Houve tantas representações literárias diferentes dessa fantasia de criar seu parceiro perfeito — um sonho que se torna realidade e que geralmente também acaba sendo um tipo de pesadelo. Poderíamos olhar para o mito grego e latino de Pigmalião. Poderíamos olhar para tantas narrativas de autômatos na Europa do século XIX, de "The Sandman" de ETA Hoffmann a "The Future Eve" de Auguste Villiers de l'Isle-Adam. Para voltar no tempo, poderíamos falar sobre Eva sendo feita da costela de Adão para ser sua companheira. A profundidade desse tropo de um humano (geralmente um homem) construindo o parceiro ideal é fascinante para mim. Também aparece em filmes: filmes clássicos como "Metropolis" (1927) de Fritz Lang ou "Blade Runner" (1982) de Ridley Scott ou mais recentes como "Her" (2013) e "Ex Machina" (2014) ou aquela série da HBO "Westworld". Todas essas histórias exploram o que os humanos querem uns dos outros, mas também como projetamos nossos desejos em máquinas e outras artes. Podemos desenvolver apegos e emoções profundas a objetos feitos, mas sempre há uma corrente oculta de perigo e perda que vem com esse tipo de maestria. Então, mesmo que algo como Replika, a namorada do chatbot, talvez não pareça algo intelectualmente sofisticado, ele se conecta a essa história profunda.

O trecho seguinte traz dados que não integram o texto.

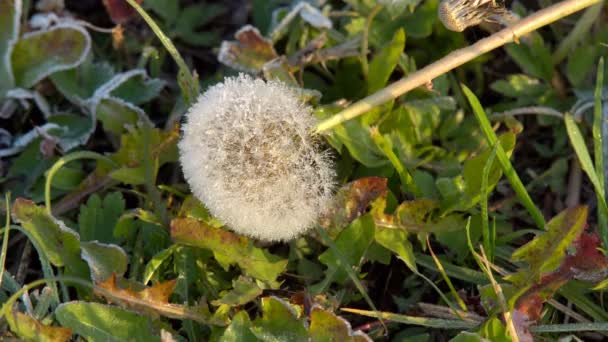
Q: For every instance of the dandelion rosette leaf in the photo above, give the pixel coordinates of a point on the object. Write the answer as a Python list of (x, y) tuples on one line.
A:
[(248, 154)]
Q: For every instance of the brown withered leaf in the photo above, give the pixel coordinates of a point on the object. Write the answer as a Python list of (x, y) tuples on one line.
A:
[(586, 263), (352, 200), (28, 328), (119, 10), (152, 301)]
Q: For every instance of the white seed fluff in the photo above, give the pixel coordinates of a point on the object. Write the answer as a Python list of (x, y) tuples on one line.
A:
[(248, 155)]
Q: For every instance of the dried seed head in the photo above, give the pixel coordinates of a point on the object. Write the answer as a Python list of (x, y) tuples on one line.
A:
[(457, 15), (248, 154)]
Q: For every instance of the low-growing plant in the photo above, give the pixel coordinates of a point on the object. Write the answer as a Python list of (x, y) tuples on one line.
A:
[(320, 187)]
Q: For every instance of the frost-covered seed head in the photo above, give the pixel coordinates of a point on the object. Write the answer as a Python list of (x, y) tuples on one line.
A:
[(248, 154), (457, 15)]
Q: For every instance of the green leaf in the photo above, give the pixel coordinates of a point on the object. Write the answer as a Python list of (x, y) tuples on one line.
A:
[(383, 64), (580, 63), (39, 54), (161, 144), (505, 163), (279, 322), (29, 329), (420, 23), (518, 85), (353, 241), (97, 219), (10, 13), (356, 137), (243, 291), (138, 89), (325, 326), (229, 248), (545, 252), (239, 329), (100, 322), (59, 243), (79, 84), (104, 260)]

E para as pessoas que estão frustradas com a cultura do namoro moderno por aplicativo? Há um precedente histórico para isso?
Uma sensação de crise está profundamente no DNA do namoro. Não há momentos na história que pesquisei em que as pessoas estivessem dizendo: "É ótimo! Está tudo bem! Não estou preocupado com isso!" A todo momento há uma ansiedade sobre namoro, o que também se torna a ocasião para muita produção cultural: livros de autoajuda, comédias românticas, romances YA, sem mencionar todas as coisas que as empresas vendem às pessoas para tentar ajudá-las a se sentirem mais desejáveis. Essa sensação de ansiedade é realmente cultural e economicamente produtiva. E então, mesmo quando muda, parece encontrar uma maneira de continuar.